Acórdão nº 160/14.3TBARL.E1 de Tribunal da Relação de Évora, 12 de Janeiro de 2023
Magistrado Responsável | ANA MARGARIDA LEITE |
Data da Resolução | 12 de Janeiro de 2023 |
Emissor | Tribunal da Relação de Évora |
Processo n.º 160/14.3TBARL.E1 Tribunal Judicial da Comarca de Évora Juízo Local Cível de Évora Acordam na 2.ª Secção Cível do Tribunal da Relação de Évora: 1.

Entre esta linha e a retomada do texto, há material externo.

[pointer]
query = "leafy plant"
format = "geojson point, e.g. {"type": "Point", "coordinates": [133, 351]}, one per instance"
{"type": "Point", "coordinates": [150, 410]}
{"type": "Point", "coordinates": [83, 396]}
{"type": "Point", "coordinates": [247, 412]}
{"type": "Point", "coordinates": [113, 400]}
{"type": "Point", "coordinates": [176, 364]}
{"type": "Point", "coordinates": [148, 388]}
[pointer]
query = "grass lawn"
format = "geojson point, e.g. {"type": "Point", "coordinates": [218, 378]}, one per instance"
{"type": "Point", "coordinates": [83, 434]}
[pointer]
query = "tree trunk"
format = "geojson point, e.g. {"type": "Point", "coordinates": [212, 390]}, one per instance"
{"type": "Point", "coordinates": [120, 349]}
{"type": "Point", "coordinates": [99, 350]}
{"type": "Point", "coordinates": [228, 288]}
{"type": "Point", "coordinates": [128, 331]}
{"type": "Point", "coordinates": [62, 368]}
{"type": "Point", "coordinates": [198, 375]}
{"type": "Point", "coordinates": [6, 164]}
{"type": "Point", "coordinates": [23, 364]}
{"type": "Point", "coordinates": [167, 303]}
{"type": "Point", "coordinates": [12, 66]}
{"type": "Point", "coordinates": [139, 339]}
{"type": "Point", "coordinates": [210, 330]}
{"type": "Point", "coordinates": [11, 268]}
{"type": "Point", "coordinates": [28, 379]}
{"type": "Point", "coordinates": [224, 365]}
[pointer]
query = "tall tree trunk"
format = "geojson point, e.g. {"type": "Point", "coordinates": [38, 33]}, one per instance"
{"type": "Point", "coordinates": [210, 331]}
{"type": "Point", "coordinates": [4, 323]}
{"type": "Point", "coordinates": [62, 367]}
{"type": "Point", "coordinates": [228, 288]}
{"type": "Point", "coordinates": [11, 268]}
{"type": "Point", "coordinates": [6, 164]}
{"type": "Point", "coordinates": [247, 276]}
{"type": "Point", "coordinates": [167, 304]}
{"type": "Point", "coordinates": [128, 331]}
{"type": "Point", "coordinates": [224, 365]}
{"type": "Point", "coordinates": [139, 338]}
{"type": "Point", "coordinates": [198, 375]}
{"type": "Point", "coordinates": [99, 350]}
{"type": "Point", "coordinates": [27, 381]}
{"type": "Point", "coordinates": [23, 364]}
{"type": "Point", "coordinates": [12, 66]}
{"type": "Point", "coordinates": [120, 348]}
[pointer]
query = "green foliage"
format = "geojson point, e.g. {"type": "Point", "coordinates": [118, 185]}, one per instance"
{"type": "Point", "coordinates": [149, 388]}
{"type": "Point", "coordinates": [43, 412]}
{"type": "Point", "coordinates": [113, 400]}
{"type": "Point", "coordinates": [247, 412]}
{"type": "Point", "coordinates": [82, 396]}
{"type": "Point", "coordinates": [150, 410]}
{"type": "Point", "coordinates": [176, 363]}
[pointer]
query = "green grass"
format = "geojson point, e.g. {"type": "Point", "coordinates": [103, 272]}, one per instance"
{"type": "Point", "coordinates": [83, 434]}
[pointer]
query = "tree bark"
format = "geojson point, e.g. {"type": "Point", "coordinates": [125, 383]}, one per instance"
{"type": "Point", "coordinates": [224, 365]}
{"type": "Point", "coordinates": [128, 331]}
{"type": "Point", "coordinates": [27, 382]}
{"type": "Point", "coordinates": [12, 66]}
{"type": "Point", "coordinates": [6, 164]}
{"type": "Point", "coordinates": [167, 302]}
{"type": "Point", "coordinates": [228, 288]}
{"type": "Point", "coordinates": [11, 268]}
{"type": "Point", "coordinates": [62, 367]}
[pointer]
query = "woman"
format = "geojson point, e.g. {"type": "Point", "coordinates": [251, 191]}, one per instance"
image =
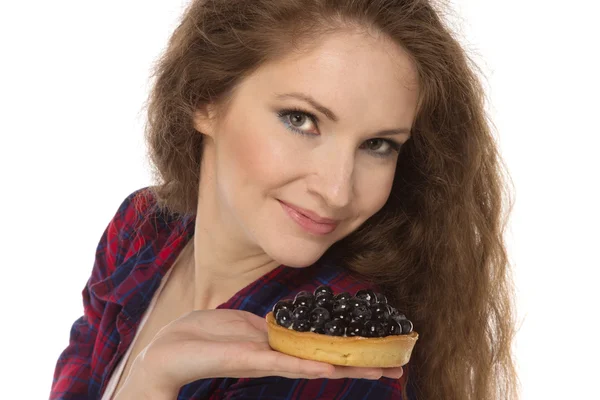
{"type": "Point", "coordinates": [299, 143]}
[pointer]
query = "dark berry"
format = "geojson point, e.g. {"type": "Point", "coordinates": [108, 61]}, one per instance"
{"type": "Point", "coordinates": [374, 329]}
{"type": "Point", "coordinates": [335, 327]}
{"type": "Point", "coordinates": [323, 289]}
{"type": "Point", "coordinates": [300, 314]}
{"type": "Point", "coordinates": [379, 312]}
{"type": "Point", "coordinates": [341, 305]}
{"type": "Point", "coordinates": [393, 328]}
{"type": "Point", "coordinates": [343, 315]}
{"type": "Point", "coordinates": [380, 298]}
{"type": "Point", "coordinates": [407, 326]}
{"type": "Point", "coordinates": [284, 318]}
{"type": "Point", "coordinates": [306, 300]}
{"type": "Point", "coordinates": [396, 315]}
{"type": "Point", "coordinates": [355, 302]}
{"type": "Point", "coordinates": [318, 329]}
{"type": "Point", "coordinates": [361, 313]}
{"type": "Point", "coordinates": [355, 328]}
{"type": "Point", "coordinates": [366, 294]}
{"type": "Point", "coordinates": [319, 316]}
{"type": "Point", "coordinates": [301, 326]}
{"type": "Point", "coordinates": [287, 304]}
{"type": "Point", "coordinates": [325, 300]}
{"type": "Point", "coordinates": [343, 296]}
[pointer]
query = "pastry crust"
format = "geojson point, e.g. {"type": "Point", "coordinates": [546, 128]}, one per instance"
{"type": "Point", "coordinates": [389, 351]}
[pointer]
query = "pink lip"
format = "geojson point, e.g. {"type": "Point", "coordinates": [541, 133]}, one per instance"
{"type": "Point", "coordinates": [309, 220]}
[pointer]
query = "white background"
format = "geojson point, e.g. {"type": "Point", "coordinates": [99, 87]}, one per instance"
{"type": "Point", "coordinates": [73, 80]}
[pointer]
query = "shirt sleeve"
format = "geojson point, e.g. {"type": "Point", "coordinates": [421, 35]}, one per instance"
{"type": "Point", "coordinates": [325, 389]}
{"type": "Point", "coordinates": [73, 371]}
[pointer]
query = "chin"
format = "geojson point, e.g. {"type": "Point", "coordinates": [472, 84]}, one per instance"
{"type": "Point", "coordinates": [299, 257]}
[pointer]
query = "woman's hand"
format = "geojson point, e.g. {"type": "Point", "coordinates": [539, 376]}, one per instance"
{"type": "Point", "coordinates": [222, 343]}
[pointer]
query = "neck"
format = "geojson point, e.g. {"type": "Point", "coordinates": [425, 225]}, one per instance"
{"type": "Point", "coordinates": [223, 261]}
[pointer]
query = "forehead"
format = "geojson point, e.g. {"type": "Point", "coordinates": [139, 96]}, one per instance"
{"type": "Point", "coordinates": [353, 73]}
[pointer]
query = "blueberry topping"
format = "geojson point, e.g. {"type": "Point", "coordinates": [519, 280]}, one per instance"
{"type": "Point", "coordinates": [374, 329]}
{"type": "Point", "coordinates": [300, 314]}
{"type": "Point", "coordinates": [318, 329]}
{"type": "Point", "coordinates": [393, 328]}
{"type": "Point", "coordinates": [306, 300]}
{"type": "Point", "coordinates": [361, 313]}
{"type": "Point", "coordinates": [366, 294]}
{"type": "Point", "coordinates": [379, 312]}
{"type": "Point", "coordinates": [287, 304]}
{"type": "Point", "coordinates": [380, 298]}
{"type": "Point", "coordinates": [341, 305]}
{"type": "Point", "coordinates": [301, 326]}
{"type": "Point", "coordinates": [343, 315]}
{"type": "Point", "coordinates": [325, 300]}
{"type": "Point", "coordinates": [343, 296]}
{"type": "Point", "coordinates": [318, 317]}
{"type": "Point", "coordinates": [355, 302]}
{"type": "Point", "coordinates": [284, 317]}
{"type": "Point", "coordinates": [356, 328]}
{"type": "Point", "coordinates": [335, 327]}
{"type": "Point", "coordinates": [367, 314]}
{"type": "Point", "coordinates": [407, 326]}
{"type": "Point", "coordinates": [323, 289]}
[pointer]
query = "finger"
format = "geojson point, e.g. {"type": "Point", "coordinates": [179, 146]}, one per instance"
{"type": "Point", "coordinates": [342, 372]}
{"type": "Point", "coordinates": [286, 365]}
{"type": "Point", "coordinates": [394, 373]}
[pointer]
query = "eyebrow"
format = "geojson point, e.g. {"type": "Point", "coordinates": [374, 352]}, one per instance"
{"type": "Point", "coordinates": [331, 115]}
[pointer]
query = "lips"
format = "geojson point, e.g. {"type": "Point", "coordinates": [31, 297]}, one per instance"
{"type": "Point", "coordinates": [309, 220]}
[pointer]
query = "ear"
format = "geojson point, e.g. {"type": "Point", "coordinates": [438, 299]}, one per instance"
{"type": "Point", "coordinates": [204, 120]}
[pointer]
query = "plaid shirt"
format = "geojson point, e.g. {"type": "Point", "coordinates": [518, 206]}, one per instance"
{"type": "Point", "coordinates": [136, 250]}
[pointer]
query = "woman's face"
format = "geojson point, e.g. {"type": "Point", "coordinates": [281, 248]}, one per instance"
{"type": "Point", "coordinates": [293, 183]}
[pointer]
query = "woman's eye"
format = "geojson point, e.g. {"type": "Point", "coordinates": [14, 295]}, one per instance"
{"type": "Point", "coordinates": [298, 121]}
{"type": "Point", "coordinates": [381, 147]}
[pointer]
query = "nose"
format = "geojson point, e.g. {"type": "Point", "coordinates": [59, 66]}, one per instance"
{"type": "Point", "coordinates": [333, 178]}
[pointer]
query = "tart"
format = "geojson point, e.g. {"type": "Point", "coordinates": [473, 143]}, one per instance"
{"type": "Point", "coordinates": [361, 330]}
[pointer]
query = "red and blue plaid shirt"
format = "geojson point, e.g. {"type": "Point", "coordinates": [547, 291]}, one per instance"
{"type": "Point", "coordinates": [136, 250]}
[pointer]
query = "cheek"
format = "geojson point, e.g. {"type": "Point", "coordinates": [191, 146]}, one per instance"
{"type": "Point", "coordinates": [373, 190]}
{"type": "Point", "coordinates": [255, 160]}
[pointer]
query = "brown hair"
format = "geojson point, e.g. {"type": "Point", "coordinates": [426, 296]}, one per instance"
{"type": "Point", "coordinates": [436, 248]}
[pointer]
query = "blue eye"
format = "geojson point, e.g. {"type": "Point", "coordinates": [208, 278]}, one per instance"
{"type": "Point", "coordinates": [377, 147]}
{"type": "Point", "coordinates": [287, 115]}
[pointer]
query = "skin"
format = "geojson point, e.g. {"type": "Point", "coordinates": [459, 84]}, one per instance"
{"type": "Point", "coordinates": [252, 159]}
{"type": "Point", "coordinates": [251, 162]}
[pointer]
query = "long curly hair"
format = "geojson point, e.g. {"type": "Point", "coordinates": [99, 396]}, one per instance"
{"type": "Point", "coordinates": [436, 248]}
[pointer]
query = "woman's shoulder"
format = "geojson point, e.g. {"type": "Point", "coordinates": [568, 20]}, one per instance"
{"type": "Point", "coordinates": [139, 236]}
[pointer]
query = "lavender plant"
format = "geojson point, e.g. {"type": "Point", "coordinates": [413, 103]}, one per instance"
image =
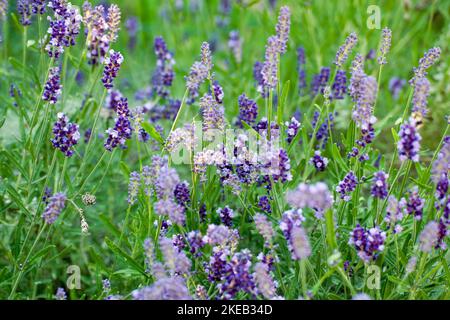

Relatório (…) – entretanto falecido, tendo sido declarados habilitados, como seus sucessores, (…), (…) e (…) – intentou contra Metalo (…), S.A. a presente ação para liquidação de participação social, com processo especial, pedindo: a) se proceda judicialmente a segunda avaliação da participação social do requerente, reportada à data da exoneração – 14-10-2013 –, em conformidade com os critérios estabelecidos nos artigos 1021.º e 1018.º do Código Civil, com aplicação das disposições relativas à prova pericial, devendo para tanto, após citação da sociedade requerida, ser nomeado perito nos termos do n.º 2 do artigo 1068.º do Código de Processo Civil; b) que a segunda avaliação seja precedida de peritagem judicial colegial à escrita da sociedade, uma vez que o revisor oficial de contas que procedeu à avaliação extrajudicial impugnada sublinha no relatório que os valores da situação líquida constante nas contas aprovadas em 31-12-2005 e 31-12-2006 são valores pouco fiáveis, pelo que a escrita da sociedade apresentará valores viciados que contagiarão necessariamente o resultado da segunda avaliação a efetuar; c) se condene a sociedade requerida a pagar ao requerente o valor da sua participação social, que vier a ser apurado a final.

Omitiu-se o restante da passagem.